Advogado e analista político em Brasília (DF), Melillo Dinis observa que as fake news criam, mais que um estado paralelo, um conjunto de universos paralelos fora da realidade. “São espelhados de forma constante um conjunto de narrativas desprovidas de sustentação na realidade. E as desinformações se sucedem em um jogo em que, além de uma velocidade comandada pelo digital, aposta-se nas Fake Ethics, ou seja, o desejo de acreditar nestas realidades paralelas em forma de crença, som e fúria“, destacou.
Um exemplo disso é a narrativa de agentes políticos da direita, tanto brasileira quanto latino-americana, de que se vive em uma ditadura (um regime não democrático, ou antidemocrático, regido por uma pessoa ou entidade política onde não há participação popular) comandada por “chefes” como o ministro do Supremo Tribunal Federal (STF) Alexandre de Moraes e o presidente Luiz Inácio Lula da Silva (PT).

Em janeiro deste ano, o ex-presidente Jair Bolsonaro (PL) — que se tornou réu por tentativa de golpe e outros quatro crimes — afirmou, em entrevista ao programa Os Três Poderes, da Veja, que o Brasil vive uma “ditadura, onde se espera que o ditador saia do Executivo, e sai, agora, por parte de uma pessoa do Judiciário“.
O discurso é seguido por aliados como o filho do ex-presidente Eduardo Bolsonaro (PL/SP), que anunciou, em março, ter se licenciado do mandato de deputado federal para ficar nos Estados Unidos para buscar, no território norte-americano, punição de pessoas que violam os direitos humanos no Brasil. Ele mencionou diretamente Alexandre de Moraes, relator de investigações sobre a trama golpista que envolve o pai e aliados.

Os ataques ao sistema brasileiro também vêm de agentes internacionais, como é o caso do presidente ultradireitista da Argentina, Javier Milei. Em suas redes sociais, o mandatário do País vizinho já compartilhou publicações sobre uma suposta “Ditadura Lula”.
Pesquisa realizada pela AtlasIntel em 2024 mostrou que 47,3% dos entrevistados acreditavam que o Brasil “vivia sob uma ditadura” do Judiciário. Outros 20,9% discordaram e acharam que esse poder cumpre seu papel corretamente.
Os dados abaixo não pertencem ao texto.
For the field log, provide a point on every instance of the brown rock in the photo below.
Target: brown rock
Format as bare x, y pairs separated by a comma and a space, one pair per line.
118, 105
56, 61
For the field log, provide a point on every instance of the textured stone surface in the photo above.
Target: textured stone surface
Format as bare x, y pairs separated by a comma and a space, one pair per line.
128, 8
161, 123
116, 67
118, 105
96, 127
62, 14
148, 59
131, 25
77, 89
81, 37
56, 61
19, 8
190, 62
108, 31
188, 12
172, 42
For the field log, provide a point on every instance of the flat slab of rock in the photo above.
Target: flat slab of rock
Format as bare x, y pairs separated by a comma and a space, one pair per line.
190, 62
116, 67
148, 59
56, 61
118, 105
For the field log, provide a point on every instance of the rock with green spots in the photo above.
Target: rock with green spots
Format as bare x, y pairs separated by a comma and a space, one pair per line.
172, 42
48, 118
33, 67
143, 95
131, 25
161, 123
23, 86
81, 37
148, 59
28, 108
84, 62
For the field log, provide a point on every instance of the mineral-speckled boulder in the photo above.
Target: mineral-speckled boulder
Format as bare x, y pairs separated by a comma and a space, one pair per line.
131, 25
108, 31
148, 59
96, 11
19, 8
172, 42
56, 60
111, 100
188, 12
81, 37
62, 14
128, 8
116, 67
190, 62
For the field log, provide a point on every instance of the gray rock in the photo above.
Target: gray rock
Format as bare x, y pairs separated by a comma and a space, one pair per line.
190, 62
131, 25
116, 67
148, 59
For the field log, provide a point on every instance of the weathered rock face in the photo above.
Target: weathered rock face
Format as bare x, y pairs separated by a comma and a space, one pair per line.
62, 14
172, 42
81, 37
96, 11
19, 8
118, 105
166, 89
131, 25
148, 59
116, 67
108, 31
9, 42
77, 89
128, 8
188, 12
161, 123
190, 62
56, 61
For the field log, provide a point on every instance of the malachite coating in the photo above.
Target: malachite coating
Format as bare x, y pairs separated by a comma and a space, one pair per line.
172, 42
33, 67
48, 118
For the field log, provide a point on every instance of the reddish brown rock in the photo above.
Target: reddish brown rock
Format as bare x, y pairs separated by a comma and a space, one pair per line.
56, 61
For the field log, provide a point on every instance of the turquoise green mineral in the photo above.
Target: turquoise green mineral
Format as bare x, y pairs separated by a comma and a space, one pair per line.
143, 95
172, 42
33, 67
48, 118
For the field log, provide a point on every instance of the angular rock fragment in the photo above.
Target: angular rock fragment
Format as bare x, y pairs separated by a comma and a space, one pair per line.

O levantamento também apurou que 16,7% dos brasileiros dizem que não existir uma “ditadura”, mas acham que muitos juízes “cometem abusos e ultrapassam suas atribuições”.
Estado democrático
O advogado e consultor jurídico do Pedro Benedito Maciel Neto observou, no artigo “Não, não vivemos uma Ditadura do Poder Judiciário“, que confiar nas instituições, no Estado e nos seus Poderes é determinante para o progresso de uma nação, e, por essa razão não se pode “conspirar, criticar e desqualificar poderes, congressistas ou ministros apenas porque suas ações não são coincidentes com a nossa maneira de ver o mundo“.
“Honestamente? Estou muito cansado de ouvir — até mesmo de advogados, juízes e promotores —, que ‘caminhamos para uma ditadura’, que o ministro Alexandre de Moraes seria ‘autoritário’. Cansado de ouvir, de incautos e de pessoas de má-fé, críticas sem fundamento ao Judiciário, o qual, na minha percepção, corajosamente garantiu a democracia e impediu um golpe de Estado, engendrado pelo candidato derrotado nas eleições presidenciais de 2022“, citou o consultor.
A declaração de Pedro Benedito Maciel Neto é referente aos ataques pré e pós 8 de janeiro de 2023, quando apoiadores e aliados de Jair Bolsonaro planejaram e colocaram em execução uma série de vandalismos, invasões e depredações do patrimônio público em Brasília (DF), em uma tentativa de derrubar o governo eleito nas eleições de 2022.
Na semana passada, o ex-presidente e outros sete aliados tornaram-se réus após a Primeira Turma do Supremo Tribunal Federal (STF) aceitar, por unanimidade, denúncia da Procuradoria-Geral da República (PGR) por tentativa de abolição violenta do Estado Democrático de Direito, tentativa de golpe de Estado e outros três crimes.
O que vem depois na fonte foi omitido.